Whether it is possible to improve the health of a degraded coral reef community by moving it off the seafloor remains unknown. However, if this approach works, it will provide us with a means of conserving a reef's biodiversity in the midwater even as the surrounding natural reefs degrade. Master's student Anneke van der Geer is using a custom imaging device to measure the fluorescence of corals on Arks, which will tell us how efficient their photosynthetic processes are – a direct measure of a coral's health. Shown below is a sequence of images used to estimate the Fv/Fm ratio, a metric of photosystem health.

Photo credits: Anneke van der Gee

Reef accretion

Using a novel submersible strain gauge system, we will weigh the Arks to determine if they are calcifying, a primary metric of coral health.

Our team moved a small cohort of corals (Agaricia agaricites) to the Arks as well as to a control site situated on the seafloor. In addition to closely monitoring their health (see #2 above), we are collecting data to characterize the physical environment on Arks, such as the flow speeds, oxygen levels, and light intensity relative to the seafloor. As coral communities develop on the Arks, we expect this physical environment to change as corals build three-dimensional structure. Jason Baer is using a submersible strain gauge to weigh the Arks over time to determine if the corals on them are growing by laying down a stony skeleton in a process called calcification.
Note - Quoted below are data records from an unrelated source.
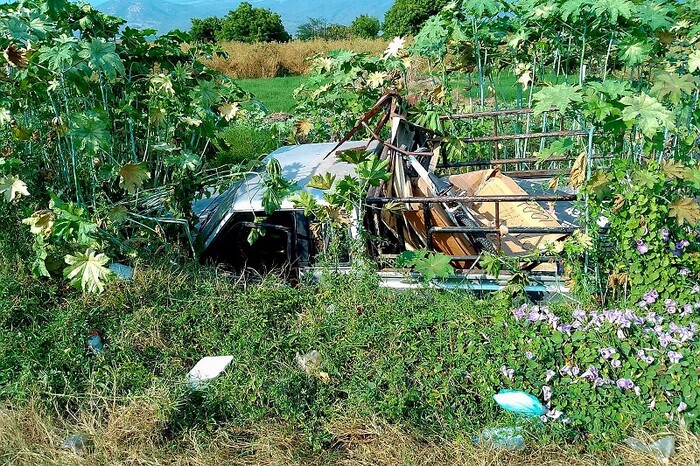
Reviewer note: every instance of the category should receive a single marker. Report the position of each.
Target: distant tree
(338, 32)
(205, 30)
(365, 26)
(405, 17)
(314, 28)
(248, 24)
(317, 28)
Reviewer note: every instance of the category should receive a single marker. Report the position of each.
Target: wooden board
(512, 214)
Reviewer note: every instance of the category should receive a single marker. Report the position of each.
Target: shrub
(248, 24)
(269, 60)
(405, 17)
(365, 26)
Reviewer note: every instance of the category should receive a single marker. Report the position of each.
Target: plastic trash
(309, 361)
(503, 438)
(661, 449)
(123, 272)
(520, 402)
(207, 369)
(95, 343)
(77, 443)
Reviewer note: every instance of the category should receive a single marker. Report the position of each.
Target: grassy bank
(275, 93)
(270, 60)
(404, 377)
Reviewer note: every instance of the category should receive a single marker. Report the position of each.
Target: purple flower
(650, 296)
(644, 357)
(670, 306)
(632, 317)
(674, 356)
(568, 370)
(599, 382)
(665, 339)
(519, 313)
(626, 384)
(546, 393)
(642, 247)
(507, 372)
(565, 328)
(591, 373)
(652, 318)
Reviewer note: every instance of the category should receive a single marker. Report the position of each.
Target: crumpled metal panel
(299, 164)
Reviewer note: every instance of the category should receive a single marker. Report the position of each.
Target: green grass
(275, 93)
(505, 87)
(425, 360)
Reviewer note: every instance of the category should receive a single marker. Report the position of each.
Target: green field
(275, 93)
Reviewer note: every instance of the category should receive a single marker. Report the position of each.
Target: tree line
(251, 24)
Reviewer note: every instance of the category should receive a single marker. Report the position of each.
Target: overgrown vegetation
(269, 60)
(106, 142)
(244, 24)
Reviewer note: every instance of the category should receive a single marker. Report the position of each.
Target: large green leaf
(694, 61)
(91, 131)
(433, 265)
(673, 86)
(87, 271)
(685, 210)
(132, 177)
(615, 9)
(559, 97)
(482, 8)
(655, 15)
(102, 56)
(59, 55)
(635, 53)
(647, 112)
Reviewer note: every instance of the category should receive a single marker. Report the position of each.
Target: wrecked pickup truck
(500, 202)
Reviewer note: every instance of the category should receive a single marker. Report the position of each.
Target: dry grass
(269, 60)
(133, 435)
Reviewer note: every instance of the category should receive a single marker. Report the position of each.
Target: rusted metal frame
(480, 163)
(536, 173)
(428, 227)
(513, 111)
(404, 152)
(386, 99)
(541, 259)
(495, 135)
(513, 230)
(498, 225)
(510, 137)
(525, 258)
(443, 199)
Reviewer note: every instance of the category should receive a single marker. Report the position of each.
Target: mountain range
(176, 14)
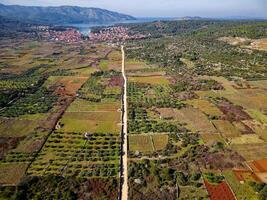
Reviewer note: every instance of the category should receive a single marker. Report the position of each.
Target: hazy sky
(165, 8)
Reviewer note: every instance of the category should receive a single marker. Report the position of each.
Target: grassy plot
(247, 139)
(80, 105)
(17, 127)
(153, 80)
(11, 173)
(160, 141)
(141, 143)
(132, 65)
(206, 107)
(194, 118)
(251, 151)
(148, 143)
(212, 138)
(71, 154)
(227, 129)
(190, 192)
(70, 83)
(93, 122)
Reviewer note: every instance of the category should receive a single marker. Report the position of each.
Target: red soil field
(259, 165)
(241, 175)
(115, 81)
(220, 191)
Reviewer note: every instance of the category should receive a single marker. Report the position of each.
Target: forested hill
(62, 14)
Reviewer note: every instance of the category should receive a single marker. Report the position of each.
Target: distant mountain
(192, 18)
(61, 15)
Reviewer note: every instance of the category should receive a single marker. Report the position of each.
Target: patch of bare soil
(7, 143)
(96, 189)
(116, 81)
(233, 112)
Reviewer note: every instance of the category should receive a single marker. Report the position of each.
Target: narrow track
(124, 151)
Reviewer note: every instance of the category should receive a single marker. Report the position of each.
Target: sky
(165, 8)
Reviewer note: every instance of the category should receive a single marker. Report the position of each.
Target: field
(11, 173)
(192, 117)
(228, 130)
(196, 105)
(242, 191)
(206, 107)
(147, 143)
(87, 121)
(251, 151)
(220, 191)
(154, 80)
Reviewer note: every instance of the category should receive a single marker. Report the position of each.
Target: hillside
(62, 14)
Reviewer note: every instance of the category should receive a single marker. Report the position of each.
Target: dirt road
(124, 169)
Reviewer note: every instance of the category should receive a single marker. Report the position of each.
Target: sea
(86, 28)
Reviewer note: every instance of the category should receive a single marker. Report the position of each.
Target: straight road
(124, 167)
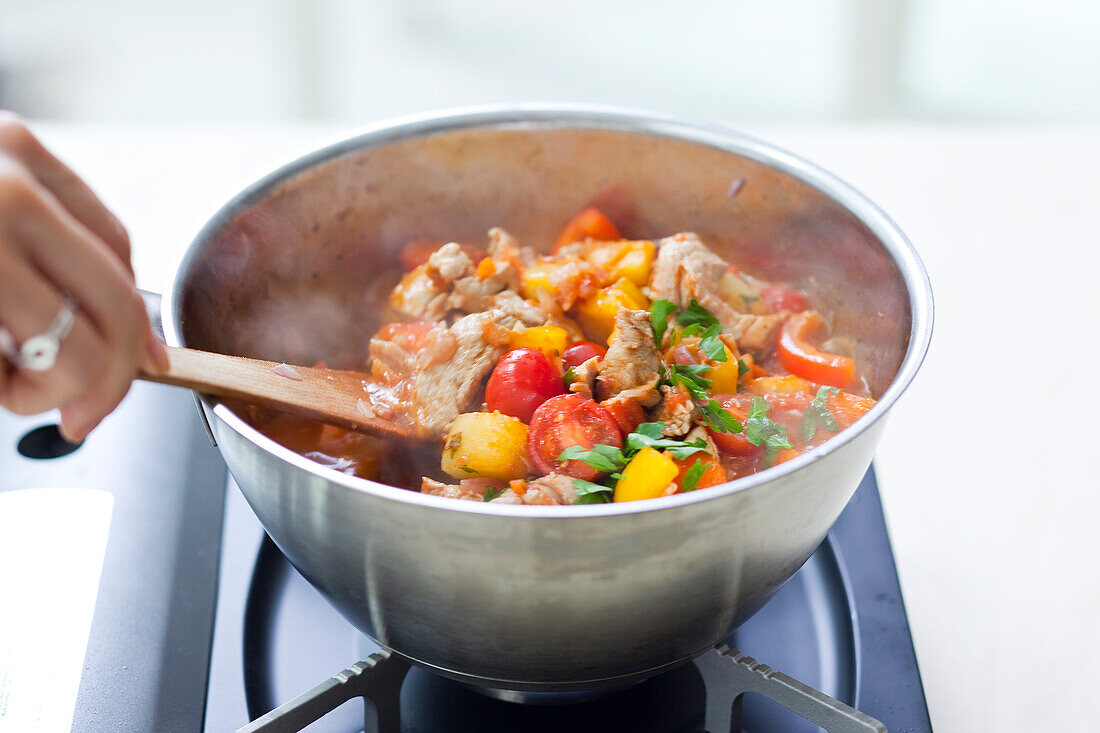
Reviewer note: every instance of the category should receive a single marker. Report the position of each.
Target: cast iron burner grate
(838, 624)
(380, 678)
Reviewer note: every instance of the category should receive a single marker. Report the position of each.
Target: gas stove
(189, 619)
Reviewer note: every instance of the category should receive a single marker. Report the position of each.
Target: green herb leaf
(692, 477)
(591, 493)
(659, 313)
(713, 346)
(761, 430)
(600, 457)
(718, 418)
(679, 449)
(696, 314)
(817, 414)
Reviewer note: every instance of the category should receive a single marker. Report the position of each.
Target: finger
(29, 304)
(69, 189)
(81, 265)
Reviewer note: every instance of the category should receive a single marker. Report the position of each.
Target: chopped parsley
(761, 430)
(649, 435)
(612, 460)
(601, 457)
(696, 314)
(591, 493)
(713, 346)
(692, 477)
(691, 378)
(659, 313)
(817, 414)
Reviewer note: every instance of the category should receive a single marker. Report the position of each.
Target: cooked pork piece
(553, 489)
(449, 282)
(469, 489)
(631, 359)
(685, 270)
(755, 334)
(674, 411)
(584, 378)
(442, 391)
(527, 314)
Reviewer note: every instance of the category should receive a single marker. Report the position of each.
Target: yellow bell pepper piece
(647, 476)
(550, 340)
(723, 375)
(596, 314)
(766, 385)
(485, 445)
(633, 260)
(536, 276)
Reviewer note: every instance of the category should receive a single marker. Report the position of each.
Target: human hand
(56, 240)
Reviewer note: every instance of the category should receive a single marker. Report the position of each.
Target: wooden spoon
(337, 397)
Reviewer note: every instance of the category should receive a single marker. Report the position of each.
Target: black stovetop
(168, 594)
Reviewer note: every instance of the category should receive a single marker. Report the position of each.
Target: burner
(812, 630)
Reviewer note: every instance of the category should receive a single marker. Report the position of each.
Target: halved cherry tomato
(807, 362)
(780, 297)
(581, 351)
(735, 444)
(590, 223)
(569, 420)
(847, 407)
(521, 381)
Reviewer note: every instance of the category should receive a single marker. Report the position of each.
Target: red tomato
(780, 297)
(581, 351)
(590, 223)
(735, 444)
(803, 360)
(568, 420)
(521, 381)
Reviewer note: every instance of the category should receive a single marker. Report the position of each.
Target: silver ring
(39, 353)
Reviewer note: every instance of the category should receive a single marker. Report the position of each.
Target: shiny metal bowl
(526, 598)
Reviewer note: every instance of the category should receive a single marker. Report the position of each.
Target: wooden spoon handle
(338, 397)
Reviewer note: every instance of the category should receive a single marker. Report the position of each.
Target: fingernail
(157, 356)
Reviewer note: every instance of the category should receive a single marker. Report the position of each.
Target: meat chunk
(584, 378)
(449, 282)
(552, 489)
(755, 334)
(468, 489)
(685, 270)
(675, 411)
(525, 313)
(631, 359)
(442, 391)
(438, 390)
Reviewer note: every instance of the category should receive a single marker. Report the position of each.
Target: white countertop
(994, 515)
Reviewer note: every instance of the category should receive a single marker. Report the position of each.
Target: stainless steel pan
(521, 598)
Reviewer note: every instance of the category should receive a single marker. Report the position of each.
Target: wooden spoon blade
(349, 400)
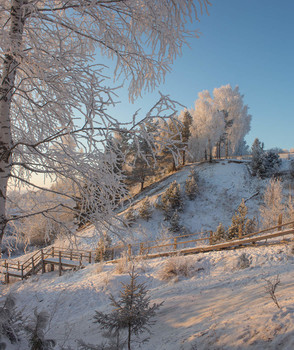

Water chemistry and flow dynamics

Instruments deployed to measure physical parameters on Arks. (Left) The inert dye fluorescein is used to visualize flow inside the Arks. (Middle) Mark Little deploys an acoustic doppler current profiler to measure water flow speeds. (Right) Three probes are shown: an oxygen sensor, a multiprobe, and a current meter.

Photo credits: Jason Baer

A reef community in the midwater experiences different physical conditions than a reef community on the neighboring seafloor. Higher dissolved oxygen concentrations, flow speeds, and light in the midwater provide an improved environment for coral growth relative to the surrounding degrading reef, and the results of these conditions on viral and microbial communities also impact coral health.